Love Nest: On the enduring legacy of love letters

Since you’re reading this, I’m going to assume that you, at least to some degree, identify as a romantic. 

Be it watching The Notebook as a guilty pleasure or secretly wishing for someone to serenade you on Main Mall, there’s something in you that just loves the idea of love.

The problem for romantics like us is that we are often labelled cliché. Rightfully so, too — when you’re in love, everything feels like it’s out of a fairytale, every moment is a tableau and every word is poetry. 

But I’ve come to think that maybe the point is the cliché. I mean, who the hell wouldn’t want a love letter written for them? Shakespeare wrote 154 sonnets, so in comparison I’m not asking for a lot. 

I’ve always held a special place for love letters because they tread the very fine line between poetry and prose. As an art form, they’re fascinating and as a gift, they’re precious!

Given that they’ve been written since time immemorial, clearly I’m not the first person to think that love letters are as cool as they are. To learn more about this tradition that prints love into pulpy paper, I spoke to English literature professor Dr. Gregory Mackie — one of my favourite profs and famously-known as an Oscar Wilde buff.

Mackie specializes in Victorian and Modernist literature and  curated “A Queer Century, 1869-1969,” an exhibit for the UBC Rare Books and Special Collection in 2019 which included tributes between lovers amongst other artifacts of queer history. It was an event held to celebrate the 50th anniversary of the decriminalization of homosexuality in Canada.

“One of the most interesting objects in the entire exhibition was a letter. [It] was a postcard sent between two women in France in the 19th century,” said Mackie. “When the affection between the two women couldn’t be openly expressed, they resorted to a code. A graduate student at the time decoded it.”

“The interesting thing about love letters as objects is [that] they cross between the public and the private. If it’s a physical letter, then it has to circulate in a semi-public manner — in an envelope through the mail.” 

A postcard sent between two women in France in the 19th century.
A postcard sent between two women in France in the 19th century. Courtesy Gregory Mackie

When I asked him if the persistence of the tradition has changed since our entry into the digital age, he shared how intimacy can be tangled up with tangibility.

“We have hung onto the idea that a handwritten letter has more meaning, or more intimacy than something that’s mediated by a screen,” he said. “You can do other things to a physical letter that you can’t do to an [electronic] one. People used to traditionally put perfume, or press flowers in letters to express certain things.”

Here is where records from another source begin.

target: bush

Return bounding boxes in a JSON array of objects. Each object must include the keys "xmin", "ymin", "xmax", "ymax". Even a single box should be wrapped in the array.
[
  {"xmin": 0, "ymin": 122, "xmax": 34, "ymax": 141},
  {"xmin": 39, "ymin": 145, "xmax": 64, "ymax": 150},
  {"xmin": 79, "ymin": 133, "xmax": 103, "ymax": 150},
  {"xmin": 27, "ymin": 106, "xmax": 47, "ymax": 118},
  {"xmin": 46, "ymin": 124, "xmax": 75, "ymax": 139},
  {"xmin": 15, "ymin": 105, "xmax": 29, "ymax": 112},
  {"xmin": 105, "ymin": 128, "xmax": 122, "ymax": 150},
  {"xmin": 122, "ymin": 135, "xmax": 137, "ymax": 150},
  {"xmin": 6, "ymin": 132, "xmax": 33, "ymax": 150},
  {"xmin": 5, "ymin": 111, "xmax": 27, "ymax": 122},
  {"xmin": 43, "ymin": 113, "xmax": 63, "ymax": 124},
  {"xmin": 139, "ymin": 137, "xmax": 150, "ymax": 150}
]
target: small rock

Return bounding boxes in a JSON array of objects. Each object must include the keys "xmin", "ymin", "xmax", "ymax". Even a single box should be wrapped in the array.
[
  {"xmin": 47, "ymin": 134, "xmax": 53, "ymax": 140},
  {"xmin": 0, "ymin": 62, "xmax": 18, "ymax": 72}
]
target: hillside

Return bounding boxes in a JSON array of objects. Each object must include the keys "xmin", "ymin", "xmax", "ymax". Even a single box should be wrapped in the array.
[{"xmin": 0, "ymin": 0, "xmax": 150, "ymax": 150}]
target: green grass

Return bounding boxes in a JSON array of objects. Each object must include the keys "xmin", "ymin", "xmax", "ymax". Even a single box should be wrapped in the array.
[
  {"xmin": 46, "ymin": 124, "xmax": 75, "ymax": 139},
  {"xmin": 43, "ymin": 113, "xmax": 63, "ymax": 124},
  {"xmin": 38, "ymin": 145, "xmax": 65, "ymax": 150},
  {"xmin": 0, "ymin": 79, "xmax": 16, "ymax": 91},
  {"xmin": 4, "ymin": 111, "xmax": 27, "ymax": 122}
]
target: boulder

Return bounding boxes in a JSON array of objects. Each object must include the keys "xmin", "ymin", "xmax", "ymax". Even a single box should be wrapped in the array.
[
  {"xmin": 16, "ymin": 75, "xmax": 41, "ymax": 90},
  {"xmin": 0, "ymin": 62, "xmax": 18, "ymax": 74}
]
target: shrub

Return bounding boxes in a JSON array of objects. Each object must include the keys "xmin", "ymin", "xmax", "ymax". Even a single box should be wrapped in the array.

Mackie asked me if I knew what “SWAK” means, a term which is apparently a generational test since those of a certain age and younger don’t know what this means. 

To my great dismay, I did, in fact, fail.

“It means ‘sealed with a kiss.’ [It] reflects that a letter is sealed …  a wax seal hundreds of years ago or the sticker-y stuff we have today,” said Mackie. “It is an old term that indicates that the physical body of the sender is imprinted on the object.”

Once again, I must remind you that I’m a romantic, and felt super mushy hearing about this stuff! It also gave me ideas of how to make my own love letters more intimate, since I enjoy writing them too. 

My last question to Mackie was about whether we can put an exact or approximate date to the beginning of writing love letters as a tradition. Hint: we can’t.

“It’s old as human beings have been writing,” he said. “As long as the personal letter as a form has existed, it would’ve been an expression of romantic, sentimental and erotic love.”